Jesse Jackson on Barack Obama
Obama has also been the target of on-camera slip-ups.
In the run-up to the 2008 election, veteran civil rights campaigner Jesse Jackson was overheard accusing the then-Illinois Senator of "talking down to black people."
During the taping of an interview for Fox News, Jackson whispered to a fellow pundit "I want to cut his nuts off."
Jackson later apologized for his "regrettably crude" remarks, which became one of the immortalized soundbites of the campaign.
John Major on colleagues -- and himself
Elections are fertile hunting ground for gaffes, as politicians battle for airtime and headlines, but then-UK Prime Minister John Major found himself in trouble in 1993 when he admitted he didn't understand why people kept voting for him.
The day after members of his Conservative party had rebelled in parliament over plans to expand Britain's links with Europe, the normally unemotive Major was heard referring to the eurosceptic MPs as "bastards," and threatening to "crucify" them.
Speaking to a reporter after an interview -- when he thought the microphone had been switched off -- Major said he could not see "how such a complete wimp like me keeps winning everything."
Jacques Chirac on British food
French President Jacques Chirac also had winning on his mind when he was caught out on tape, criticizing an entire nation in 2005.
Chirac was playing a leading role in Paris's quest to host the 2012 Olympics when he tried to make the most of what he saw as a clear advantage over competitor city London: Food.
"The only thing that they have ever done for European agriculture is mad cow disease," he told Russian President Vladimir Putin and German Chancellor Gerhard Schroeder. "You cannot trust people who have such bad cuisine."

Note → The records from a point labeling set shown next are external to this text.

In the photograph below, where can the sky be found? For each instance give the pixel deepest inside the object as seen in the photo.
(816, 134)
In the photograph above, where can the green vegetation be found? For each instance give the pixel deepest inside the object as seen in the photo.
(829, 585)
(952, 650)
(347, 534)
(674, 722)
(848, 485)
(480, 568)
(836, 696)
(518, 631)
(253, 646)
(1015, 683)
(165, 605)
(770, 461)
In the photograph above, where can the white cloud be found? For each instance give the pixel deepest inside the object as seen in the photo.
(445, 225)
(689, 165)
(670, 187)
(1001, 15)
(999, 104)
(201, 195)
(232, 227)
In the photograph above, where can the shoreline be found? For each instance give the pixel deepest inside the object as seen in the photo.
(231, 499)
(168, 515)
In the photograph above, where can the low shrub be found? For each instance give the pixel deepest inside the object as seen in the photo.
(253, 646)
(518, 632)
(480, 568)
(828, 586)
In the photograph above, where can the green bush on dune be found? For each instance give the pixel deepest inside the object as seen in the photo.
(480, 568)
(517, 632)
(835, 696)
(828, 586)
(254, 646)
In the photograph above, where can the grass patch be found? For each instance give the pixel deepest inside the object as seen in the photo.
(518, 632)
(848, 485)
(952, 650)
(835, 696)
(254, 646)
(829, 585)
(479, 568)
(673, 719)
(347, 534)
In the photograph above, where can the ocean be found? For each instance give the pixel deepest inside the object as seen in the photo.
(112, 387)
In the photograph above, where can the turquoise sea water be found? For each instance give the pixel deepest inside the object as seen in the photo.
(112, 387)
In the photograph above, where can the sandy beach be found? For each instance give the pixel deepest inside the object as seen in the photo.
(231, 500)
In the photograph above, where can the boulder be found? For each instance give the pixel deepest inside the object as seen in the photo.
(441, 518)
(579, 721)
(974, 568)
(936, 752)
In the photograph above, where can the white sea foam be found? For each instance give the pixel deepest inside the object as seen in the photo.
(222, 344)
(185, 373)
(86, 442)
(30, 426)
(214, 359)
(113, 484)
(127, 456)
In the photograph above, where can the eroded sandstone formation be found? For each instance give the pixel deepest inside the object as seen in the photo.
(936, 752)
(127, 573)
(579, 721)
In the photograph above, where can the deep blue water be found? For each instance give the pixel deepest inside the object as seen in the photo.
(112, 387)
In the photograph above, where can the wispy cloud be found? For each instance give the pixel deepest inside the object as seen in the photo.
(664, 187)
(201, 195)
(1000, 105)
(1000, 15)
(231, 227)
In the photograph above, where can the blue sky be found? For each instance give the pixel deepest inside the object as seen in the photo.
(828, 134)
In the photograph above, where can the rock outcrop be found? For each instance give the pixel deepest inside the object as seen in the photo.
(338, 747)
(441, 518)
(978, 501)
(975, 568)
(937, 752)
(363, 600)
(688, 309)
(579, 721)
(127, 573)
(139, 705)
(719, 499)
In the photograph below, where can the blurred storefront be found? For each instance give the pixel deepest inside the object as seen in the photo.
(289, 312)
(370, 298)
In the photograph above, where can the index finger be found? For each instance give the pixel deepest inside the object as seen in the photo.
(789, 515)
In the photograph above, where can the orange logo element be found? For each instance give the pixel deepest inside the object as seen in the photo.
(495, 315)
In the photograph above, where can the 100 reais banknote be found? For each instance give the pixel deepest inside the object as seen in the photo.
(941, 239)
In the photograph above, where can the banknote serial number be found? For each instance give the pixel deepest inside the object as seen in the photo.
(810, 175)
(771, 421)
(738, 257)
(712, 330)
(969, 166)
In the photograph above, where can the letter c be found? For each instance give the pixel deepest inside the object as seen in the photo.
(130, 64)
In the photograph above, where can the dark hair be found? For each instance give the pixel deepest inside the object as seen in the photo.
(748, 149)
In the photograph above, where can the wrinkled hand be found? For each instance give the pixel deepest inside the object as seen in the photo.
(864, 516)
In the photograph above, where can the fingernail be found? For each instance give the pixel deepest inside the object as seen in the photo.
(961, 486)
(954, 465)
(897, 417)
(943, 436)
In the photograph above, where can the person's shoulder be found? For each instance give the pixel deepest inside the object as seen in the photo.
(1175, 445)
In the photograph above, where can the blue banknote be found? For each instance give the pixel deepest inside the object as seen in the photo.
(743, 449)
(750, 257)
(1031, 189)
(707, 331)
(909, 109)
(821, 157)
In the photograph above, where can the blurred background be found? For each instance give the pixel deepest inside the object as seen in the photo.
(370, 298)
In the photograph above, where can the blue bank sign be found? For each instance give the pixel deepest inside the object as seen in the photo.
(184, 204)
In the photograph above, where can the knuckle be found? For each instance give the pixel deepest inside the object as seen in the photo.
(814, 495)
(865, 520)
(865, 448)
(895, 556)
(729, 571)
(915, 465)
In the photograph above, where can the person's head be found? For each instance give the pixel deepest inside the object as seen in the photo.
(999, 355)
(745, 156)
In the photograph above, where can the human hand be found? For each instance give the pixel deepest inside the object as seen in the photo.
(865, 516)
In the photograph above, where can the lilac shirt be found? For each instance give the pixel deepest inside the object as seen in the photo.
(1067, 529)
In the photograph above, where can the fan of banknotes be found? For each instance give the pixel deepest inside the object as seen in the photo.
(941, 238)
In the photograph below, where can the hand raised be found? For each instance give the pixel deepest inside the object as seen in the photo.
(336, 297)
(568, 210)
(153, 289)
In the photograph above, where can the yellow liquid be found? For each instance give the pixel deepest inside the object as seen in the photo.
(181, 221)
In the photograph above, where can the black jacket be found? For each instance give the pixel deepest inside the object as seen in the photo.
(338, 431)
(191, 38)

Predictably, the comments provoked the ire of the British tabloids, but the Brits had the last laugh days later, when London won the rights to stage the 2012 Olympics.
Jean Chretien on U.S. politicians
Chirac is not the only politician to have risked cross-border conflict with an ill-advised on-mic jibe.
Speaking to his counterparts from Belgium and Luxembourg at a NATO summit in Madrid in 1997, Jean Chretien, the then-Prime Minister of Canada, was overheard taking aim at his neighbors in the United States.
Chretien was taped claiming that U.S. politicians would all be in jail if they worked in Canada or elsewhere, as they all sold their votes.
Ronald Reagan on Russia
While Chretien's remarks did not prompt an attack on Ottawa, a joke by U.S. President Ronald Reagan at the height of the Cold War could have had much more serious implications.
Taking part in a sound-check shortly before his weekly radio address to the nation in August 1984, Reagan "announced" to listeners:
"My fellow Americans, I'm pleased to tell you today that I have signed legislation that will outlaw Russia forever.